A well-documented critique of India's foreign policy and a southern perspective on the crisis of the American empire.
INDIA'S foreign policy has veered sharply towards the United States in recent years. The tilt is as pronounced as it once was towards the Soviet Union. Advocates of the pro-Soviet tilt of old are as loud in their advocacy of the pro-U.S. tilt.
India's foreign policy has always been rooted in realpolitik. Jawaharlal Nehru's first love was the U.S. He pressed his suit with greater ardour than discretion and was angry at the predictable rebuff.
Signs of the beginnings of the pro-America tilt surfaced after the Indira Gandhi-Ronald Reagan summit at Cancun in 1981 and picked speed under Rajiv Gandhi and P.V. Narasimha Rao. It was left to the Bharatiya Janata Party regime of A.B. Vajpayee to grovel before the U.S. Imagine what our country's reputation would have been now had it not been stopped in 2003 from sending troops to Iraq? The United Progressive Alliance government's vote against Iran at the International Atomic Energy Agency in 2005 reflected this tilt.

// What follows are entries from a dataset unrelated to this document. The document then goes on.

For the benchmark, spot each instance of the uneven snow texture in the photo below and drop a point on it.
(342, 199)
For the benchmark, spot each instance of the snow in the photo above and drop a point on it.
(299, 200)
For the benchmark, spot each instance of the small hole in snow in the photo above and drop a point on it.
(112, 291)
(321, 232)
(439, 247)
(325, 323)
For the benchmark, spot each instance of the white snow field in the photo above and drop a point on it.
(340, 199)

No better documented critique of the new trend has appeared than Under the Empire: India's New Foreign Policy. Ninan Koshy served as Director, Commission of the Churches on International Affairs, World Council of Churches at Geneva for a decade and was visiting Fellow Human Rights Program at Harvard Law School. Over the years he has written meticulously documented articles on international affairs.

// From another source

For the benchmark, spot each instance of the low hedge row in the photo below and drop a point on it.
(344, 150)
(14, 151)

His thesis is that India has deviated from its principles. He argues: "India's effort to pursue an independent foreign policy was one of the highlights of post-1947 politics. A product of its long history and recent past, the policy was moulded by a great deal of consistency and continuity. Despite revolutionary changes in the international situation, the broad parameters which were evolved during the freedom struggle and in the early years of independence still retain their vitality." This is an exaggeration. However, the case is argued ably. The last two chapters sum up his views. They are "America's Vassal?" and "For an Independent Foreign Policy".

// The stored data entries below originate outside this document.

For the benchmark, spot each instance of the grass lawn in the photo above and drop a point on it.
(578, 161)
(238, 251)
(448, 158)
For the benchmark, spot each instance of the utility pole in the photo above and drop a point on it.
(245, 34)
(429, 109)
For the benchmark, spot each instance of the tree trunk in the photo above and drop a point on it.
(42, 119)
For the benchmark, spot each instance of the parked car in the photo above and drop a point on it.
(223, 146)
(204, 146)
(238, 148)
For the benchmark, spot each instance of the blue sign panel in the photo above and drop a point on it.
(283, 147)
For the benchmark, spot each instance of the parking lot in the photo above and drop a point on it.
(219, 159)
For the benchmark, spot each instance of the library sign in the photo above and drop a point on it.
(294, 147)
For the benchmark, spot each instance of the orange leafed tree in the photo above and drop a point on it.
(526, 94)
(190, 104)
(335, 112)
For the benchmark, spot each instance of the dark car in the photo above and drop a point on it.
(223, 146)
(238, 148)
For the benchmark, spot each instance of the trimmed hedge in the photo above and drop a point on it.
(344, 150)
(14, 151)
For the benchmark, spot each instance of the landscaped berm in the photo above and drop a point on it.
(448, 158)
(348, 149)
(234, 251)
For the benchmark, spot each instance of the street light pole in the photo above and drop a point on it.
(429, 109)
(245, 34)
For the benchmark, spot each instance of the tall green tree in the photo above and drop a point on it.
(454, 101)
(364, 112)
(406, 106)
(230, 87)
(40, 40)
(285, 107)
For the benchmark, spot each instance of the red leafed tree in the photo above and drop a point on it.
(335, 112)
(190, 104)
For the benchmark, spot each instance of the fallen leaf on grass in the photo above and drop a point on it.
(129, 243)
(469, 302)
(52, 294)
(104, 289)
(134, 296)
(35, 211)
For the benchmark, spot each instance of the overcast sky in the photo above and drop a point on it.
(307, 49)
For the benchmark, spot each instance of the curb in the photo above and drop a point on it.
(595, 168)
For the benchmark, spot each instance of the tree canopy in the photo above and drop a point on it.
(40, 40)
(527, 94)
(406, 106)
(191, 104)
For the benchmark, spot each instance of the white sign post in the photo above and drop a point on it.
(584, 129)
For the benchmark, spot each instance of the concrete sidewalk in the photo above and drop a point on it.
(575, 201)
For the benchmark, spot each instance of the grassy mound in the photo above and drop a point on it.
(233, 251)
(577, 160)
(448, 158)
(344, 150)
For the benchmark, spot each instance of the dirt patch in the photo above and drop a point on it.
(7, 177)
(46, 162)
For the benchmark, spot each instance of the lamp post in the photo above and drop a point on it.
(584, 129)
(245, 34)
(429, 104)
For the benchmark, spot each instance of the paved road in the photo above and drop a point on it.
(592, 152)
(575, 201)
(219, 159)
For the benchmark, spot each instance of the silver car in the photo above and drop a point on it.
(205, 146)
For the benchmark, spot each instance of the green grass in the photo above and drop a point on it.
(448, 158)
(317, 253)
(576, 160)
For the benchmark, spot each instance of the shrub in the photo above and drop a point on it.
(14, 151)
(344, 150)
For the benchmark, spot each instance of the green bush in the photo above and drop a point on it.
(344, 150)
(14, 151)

Koshy's critique tends to be unilinear and unnuanced. His expectations are unrealistic. "What is needed is a world community opposed to empire, any empire, and based on the precepts of evolving international law, human rights and the common principles of universal morality that are emerging." Countries act not as missionaries but as promoters of the national interest. He neglects two factors - the cold war with Pakistan, which shaped foreign policy, and the passion for great power status shared by all, be it status acquired as a gift from others.
Particularly interesting in Koshy's book is the chapter on the American Empire. Walden Bello, Director of Focus on the Global South at Bangkok and a campaigner for international justice and development, has written a southern perspective on the crisis of that empire, its imperial overstretch and hubris and the problems that beset it. His emphasis is on the economic stranglehold that the U.S. has come to acquire over nations while it is in a none too strong a position economically by itself. Will the contradictions catch up with it? "U.S. democracy... has long ceased to be a model for the rest of the world." The question is how should countries like India resist U.S. power, given the fragmented state of the world today? It cannot be said too often - resolution of disputes with neighbours alone can impart leverage and help us acquire the greatness we legitimately covet.